For more information on all possible grunt tasks, refer to the README file of the shared grunt configuration.

FAQ

ui does not build properly

  • delete ui/build directory
  • delete ui/node_modules
  • runt grunt build again

The ui starts but the top bar does not contain any apps/modules

Please check the manifests file returned by your (local/remote) server.

FAQ: UI plugins

I get a 'local grunt not found' error message when running grunt

The local dependencies are not installed, run npm install to install them. After that, the error message should be gone. Note: npm install -g grunt is not enough.

Some of my files aren't copied.
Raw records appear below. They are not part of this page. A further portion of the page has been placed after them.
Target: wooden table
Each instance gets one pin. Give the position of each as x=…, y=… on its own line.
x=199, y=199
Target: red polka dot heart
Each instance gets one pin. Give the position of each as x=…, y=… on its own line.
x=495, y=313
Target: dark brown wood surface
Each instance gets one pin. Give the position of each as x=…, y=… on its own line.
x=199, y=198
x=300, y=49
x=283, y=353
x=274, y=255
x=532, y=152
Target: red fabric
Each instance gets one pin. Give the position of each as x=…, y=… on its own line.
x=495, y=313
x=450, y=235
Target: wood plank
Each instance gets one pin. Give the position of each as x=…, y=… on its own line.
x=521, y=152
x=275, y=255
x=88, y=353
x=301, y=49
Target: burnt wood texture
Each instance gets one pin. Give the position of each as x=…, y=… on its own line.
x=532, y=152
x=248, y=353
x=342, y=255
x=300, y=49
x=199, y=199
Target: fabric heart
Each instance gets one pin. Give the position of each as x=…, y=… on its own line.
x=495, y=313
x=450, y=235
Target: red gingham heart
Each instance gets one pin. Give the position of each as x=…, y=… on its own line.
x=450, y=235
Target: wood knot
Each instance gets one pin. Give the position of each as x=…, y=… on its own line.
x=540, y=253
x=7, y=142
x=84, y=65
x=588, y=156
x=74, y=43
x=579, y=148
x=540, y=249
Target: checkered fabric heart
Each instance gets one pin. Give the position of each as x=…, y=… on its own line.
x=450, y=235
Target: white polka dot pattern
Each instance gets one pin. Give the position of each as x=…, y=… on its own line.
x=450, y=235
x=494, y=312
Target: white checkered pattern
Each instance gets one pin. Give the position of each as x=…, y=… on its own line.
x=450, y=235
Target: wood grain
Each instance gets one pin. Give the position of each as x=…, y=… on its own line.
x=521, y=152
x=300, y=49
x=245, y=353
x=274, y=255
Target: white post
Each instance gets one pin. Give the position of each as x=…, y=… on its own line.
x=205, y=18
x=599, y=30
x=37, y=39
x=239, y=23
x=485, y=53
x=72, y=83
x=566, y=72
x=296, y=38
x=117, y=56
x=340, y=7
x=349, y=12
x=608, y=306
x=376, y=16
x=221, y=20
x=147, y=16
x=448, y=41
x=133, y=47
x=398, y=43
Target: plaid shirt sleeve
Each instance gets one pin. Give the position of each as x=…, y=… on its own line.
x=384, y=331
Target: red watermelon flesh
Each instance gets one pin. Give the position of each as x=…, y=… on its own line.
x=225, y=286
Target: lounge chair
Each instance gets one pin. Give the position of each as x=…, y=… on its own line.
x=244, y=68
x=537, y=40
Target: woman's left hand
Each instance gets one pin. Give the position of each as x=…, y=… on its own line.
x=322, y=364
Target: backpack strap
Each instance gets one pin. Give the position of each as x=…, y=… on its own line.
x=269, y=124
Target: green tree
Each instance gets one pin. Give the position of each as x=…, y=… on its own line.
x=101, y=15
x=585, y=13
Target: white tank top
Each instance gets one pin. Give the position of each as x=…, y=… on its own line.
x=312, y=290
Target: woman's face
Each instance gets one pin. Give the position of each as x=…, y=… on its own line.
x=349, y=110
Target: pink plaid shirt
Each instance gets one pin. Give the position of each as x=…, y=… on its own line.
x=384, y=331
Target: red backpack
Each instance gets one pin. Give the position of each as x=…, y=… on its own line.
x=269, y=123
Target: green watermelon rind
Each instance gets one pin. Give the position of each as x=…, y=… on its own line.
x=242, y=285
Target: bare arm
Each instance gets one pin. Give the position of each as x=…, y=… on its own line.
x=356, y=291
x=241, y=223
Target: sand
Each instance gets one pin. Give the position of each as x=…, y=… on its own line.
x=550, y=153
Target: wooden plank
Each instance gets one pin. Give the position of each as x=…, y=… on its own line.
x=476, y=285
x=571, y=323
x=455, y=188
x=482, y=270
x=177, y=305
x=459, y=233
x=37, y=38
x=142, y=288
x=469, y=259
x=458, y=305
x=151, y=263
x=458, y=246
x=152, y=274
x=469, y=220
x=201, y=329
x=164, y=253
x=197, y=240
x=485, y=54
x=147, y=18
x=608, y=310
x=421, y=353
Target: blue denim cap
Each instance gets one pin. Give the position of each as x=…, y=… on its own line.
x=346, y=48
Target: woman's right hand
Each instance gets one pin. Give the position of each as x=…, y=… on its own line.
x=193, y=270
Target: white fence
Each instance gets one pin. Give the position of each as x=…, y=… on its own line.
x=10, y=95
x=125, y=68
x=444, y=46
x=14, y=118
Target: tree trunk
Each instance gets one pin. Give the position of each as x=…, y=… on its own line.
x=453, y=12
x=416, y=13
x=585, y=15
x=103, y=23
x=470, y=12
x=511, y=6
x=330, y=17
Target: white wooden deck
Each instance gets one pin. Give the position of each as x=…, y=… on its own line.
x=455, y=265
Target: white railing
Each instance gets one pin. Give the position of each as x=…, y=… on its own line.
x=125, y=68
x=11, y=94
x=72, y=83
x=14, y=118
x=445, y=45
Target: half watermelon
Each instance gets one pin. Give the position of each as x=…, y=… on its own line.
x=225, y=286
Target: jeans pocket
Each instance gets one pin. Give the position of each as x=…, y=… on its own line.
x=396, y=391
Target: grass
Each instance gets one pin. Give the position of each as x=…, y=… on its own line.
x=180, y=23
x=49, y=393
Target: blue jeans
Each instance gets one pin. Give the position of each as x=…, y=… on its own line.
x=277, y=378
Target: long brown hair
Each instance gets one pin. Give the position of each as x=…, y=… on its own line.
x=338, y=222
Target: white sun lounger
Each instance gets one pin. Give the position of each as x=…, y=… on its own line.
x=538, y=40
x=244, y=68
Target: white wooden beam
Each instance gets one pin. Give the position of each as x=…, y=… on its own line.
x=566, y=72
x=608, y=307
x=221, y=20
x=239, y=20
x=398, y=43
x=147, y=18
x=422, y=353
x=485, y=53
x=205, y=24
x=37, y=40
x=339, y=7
How can I extend a copy sub-task?

Especially when using external libraries managed with npm, sometimes the shared grunt configuration doesn't contain all cases for files to be copied during the build or dist tasks. Due to the extensibility of our shared grunt configuration, it's quite easy to add those missing files. You can hook up into the build_* or the dist_* copy task and add your custom configuration like this:

'use strict';

module.exports = function (grunt) {
    grunt.config.extend('copy', {
        build_custom: {
            files: [{
                expand: true,
                src: ['apps/**/*.in', 'apps/**/manifest.json'],
                dest: 'build/'
            }]
        }
    });
};

Put this in a file inside the grunt/tasks directory and you are done. From now on, all files ending with .in and all manifest.json files are put into the build/ directory using the same structure as in the apps/ directory. For more detailed information see [the grunt documentation on files].
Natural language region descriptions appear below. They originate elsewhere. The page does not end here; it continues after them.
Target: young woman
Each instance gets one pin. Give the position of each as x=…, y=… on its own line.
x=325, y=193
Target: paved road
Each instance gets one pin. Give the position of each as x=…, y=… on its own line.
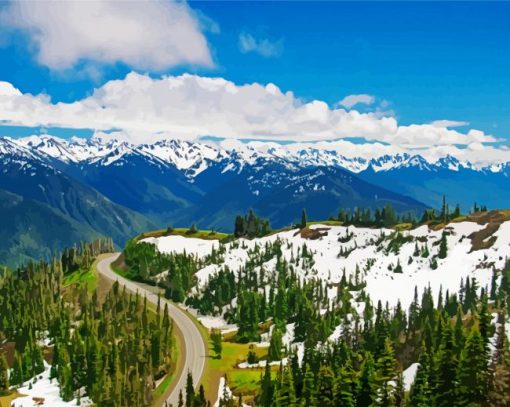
x=194, y=357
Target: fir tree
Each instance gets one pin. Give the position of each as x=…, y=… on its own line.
x=472, y=374
x=367, y=387
x=304, y=219
x=443, y=246
x=419, y=395
x=4, y=375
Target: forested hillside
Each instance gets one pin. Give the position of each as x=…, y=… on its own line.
x=363, y=310
x=100, y=346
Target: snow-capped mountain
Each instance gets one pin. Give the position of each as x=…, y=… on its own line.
x=179, y=182
x=194, y=157
x=207, y=165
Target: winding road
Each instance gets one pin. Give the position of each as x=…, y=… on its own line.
x=195, y=353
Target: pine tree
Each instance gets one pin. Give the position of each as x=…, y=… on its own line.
x=444, y=375
x=499, y=394
x=367, y=388
x=309, y=397
x=17, y=375
x=419, y=395
x=190, y=391
x=386, y=373
x=4, y=375
x=286, y=394
x=217, y=343
x=345, y=385
x=275, y=345
x=304, y=219
x=326, y=387
x=472, y=374
x=267, y=390
x=443, y=246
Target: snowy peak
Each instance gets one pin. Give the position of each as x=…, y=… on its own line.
x=51, y=146
x=192, y=158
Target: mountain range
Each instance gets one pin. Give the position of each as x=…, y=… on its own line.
x=90, y=187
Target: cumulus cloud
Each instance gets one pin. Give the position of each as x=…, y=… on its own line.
x=147, y=35
x=144, y=109
x=353, y=100
x=449, y=123
x=262, y=46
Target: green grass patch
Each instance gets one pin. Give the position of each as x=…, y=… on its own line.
x=81, y=277
x=5, y=401
x=199, y=234
x=325, y=222
x=403, y=226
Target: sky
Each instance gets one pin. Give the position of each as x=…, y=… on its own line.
x=414, y=76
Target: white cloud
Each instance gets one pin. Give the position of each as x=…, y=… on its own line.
x=264, y=47
x=449, y=123
x=190, y=106
x=353, y=100
x=147, y=35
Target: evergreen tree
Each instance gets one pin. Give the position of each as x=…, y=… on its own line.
x=286, y=395
x=309, y=397
x=472, y=374
x=275, y=345
x=367, y=387
x=190, y=391
x=4, y=375
x=326, y=387
x=304, y=219
x=386, y=373
x=444, y=376
x=443, y=246
x=419, y=395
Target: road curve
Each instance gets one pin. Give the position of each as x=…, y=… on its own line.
x=194, y=357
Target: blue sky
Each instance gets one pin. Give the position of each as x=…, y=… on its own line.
x=420, y=61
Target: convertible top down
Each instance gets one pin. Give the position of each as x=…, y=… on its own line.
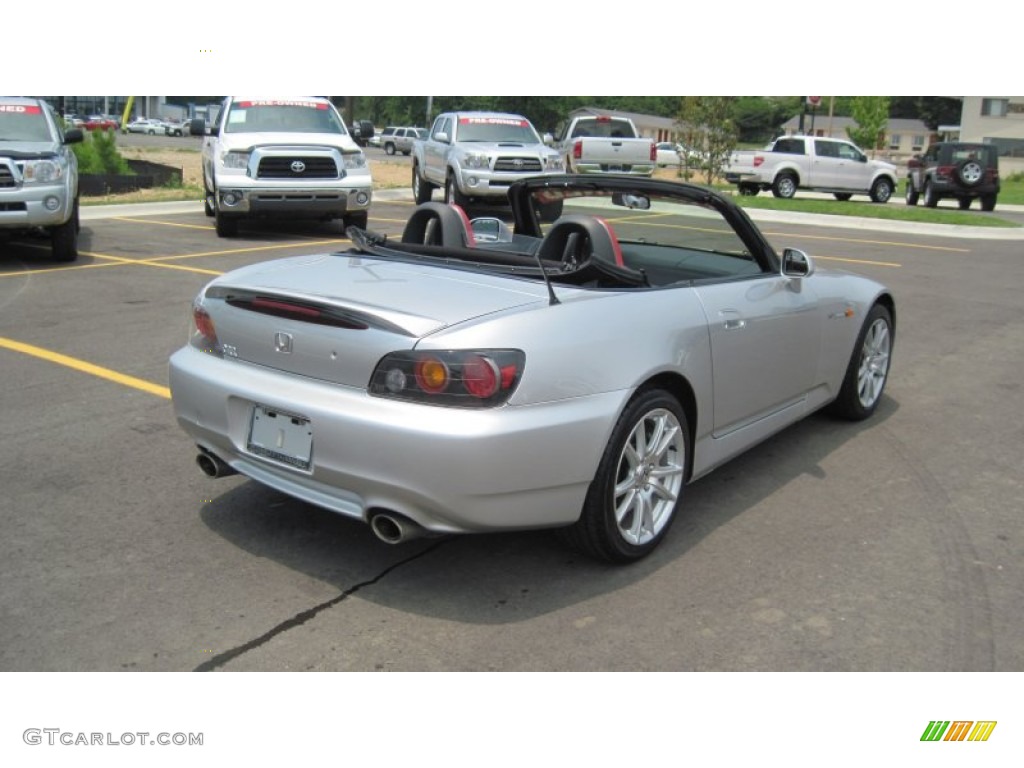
x=485, y=376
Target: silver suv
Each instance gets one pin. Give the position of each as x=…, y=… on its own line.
x=39, y=174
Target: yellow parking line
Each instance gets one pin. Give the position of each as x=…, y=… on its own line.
x=85, y=368
x=817, y=257
x=162, y=223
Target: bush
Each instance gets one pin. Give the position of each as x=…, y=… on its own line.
x=98, y=155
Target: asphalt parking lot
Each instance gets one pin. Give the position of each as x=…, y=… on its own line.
x=895, y=544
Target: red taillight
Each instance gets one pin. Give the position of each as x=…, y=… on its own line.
x=204, y=324
x=480, y=377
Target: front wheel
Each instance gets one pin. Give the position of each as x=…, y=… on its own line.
x=868, y=369
x=882, y=190
x=637, y=491
x=784, y=186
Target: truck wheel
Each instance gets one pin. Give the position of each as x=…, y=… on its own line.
x=784, y=185
x=359, y=219
x=882, y=190
x=452, y=195
x=64, y=238
x=422, y=188
x=227, y=225
x=911, y=193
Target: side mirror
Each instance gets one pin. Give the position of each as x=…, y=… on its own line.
x=796, y=263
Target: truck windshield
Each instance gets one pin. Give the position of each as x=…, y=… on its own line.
x=515, y=130
x=288, y=117
x=24, y=123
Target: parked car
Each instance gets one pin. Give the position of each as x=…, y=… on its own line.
x=954, y=169
x=401, y=140
x=601, y=143
x=151, y=126
x=99, y=123
x=474, y=377
x=39, y=174
x=829, y=165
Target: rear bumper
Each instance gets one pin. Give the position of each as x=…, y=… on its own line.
x=450, y=470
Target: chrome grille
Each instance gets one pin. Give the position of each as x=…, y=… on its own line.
x=281, y=167
x=517, y=165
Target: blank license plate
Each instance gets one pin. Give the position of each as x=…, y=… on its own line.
x=284, y=437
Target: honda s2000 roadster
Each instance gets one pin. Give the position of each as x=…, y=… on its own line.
x=480, y=377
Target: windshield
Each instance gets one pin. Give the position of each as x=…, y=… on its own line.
x=516, y=130
x=24, y=123
x=280, y=116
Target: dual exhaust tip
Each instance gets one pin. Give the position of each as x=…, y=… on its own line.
x=390, y=527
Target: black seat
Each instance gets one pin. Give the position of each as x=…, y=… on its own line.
x=573, y=239
x=438, y=224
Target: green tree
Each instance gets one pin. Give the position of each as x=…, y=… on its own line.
x=871, y=116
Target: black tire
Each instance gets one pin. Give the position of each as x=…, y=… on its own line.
x=911, y=193
x=867, y=371
x=64, y=238
x=226, y=225
x=359, y=219
x=422, y=189
x=784, y=185
x=970, y=173
x=882, y=190
x=550, y=211
x=633, y=500
x=452, y=195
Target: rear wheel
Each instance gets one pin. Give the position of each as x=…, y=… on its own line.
x=911, y=193
x=64, y=238
x=637, y=491
x=882, y=190
x=868, y=369
x=422, y=188
x=784, y=185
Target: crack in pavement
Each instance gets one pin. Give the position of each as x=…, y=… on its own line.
x=301, y=617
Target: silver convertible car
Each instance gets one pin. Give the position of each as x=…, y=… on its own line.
x=480, y=376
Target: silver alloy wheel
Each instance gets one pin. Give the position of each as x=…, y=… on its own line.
x=649, y=476
x=873, y=363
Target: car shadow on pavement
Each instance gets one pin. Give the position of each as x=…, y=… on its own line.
x=511, y=577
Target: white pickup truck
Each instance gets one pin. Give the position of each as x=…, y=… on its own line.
x=599, y=143
x=816, y=163
x=285, y=158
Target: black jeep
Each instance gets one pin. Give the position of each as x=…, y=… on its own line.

FAQ: UI plugins: development proxy server

Which version of appserver am I using?

npm can be used to find out about the versions. npm ls appserver will list the version of appserver that is used.

I get an error message 'Port 8337 already in use by another process', what can I do?

Only one instance of appserver is allowed at a time (this might be subject to change, though). You have multiple options to start developing on that plugin. Number one:

  1. Close all other running instances of appserver and run it exclusively in one project

Yes, that was the easy one. However, you might want to serve multiple projects at once. This case would need a little more configuration:

  1. Choose one base UI project
  2. Edit grunt/local.conf.json
  3. add all build/ directories you want to serve to “prefixes” array
  4. Run grunt connect watch in the base directory
  5. In all other UI projects you want to develop, only run grunt watch without the connect task

Appserver will in this case do all the cache busting for you (it uses the timestamp of the "newest" directory in the prefix list) and if you didn't de-activate live-reload, it will work for all projects (the watch task sends livereload events to appserver, which will trigger the reload in the browser).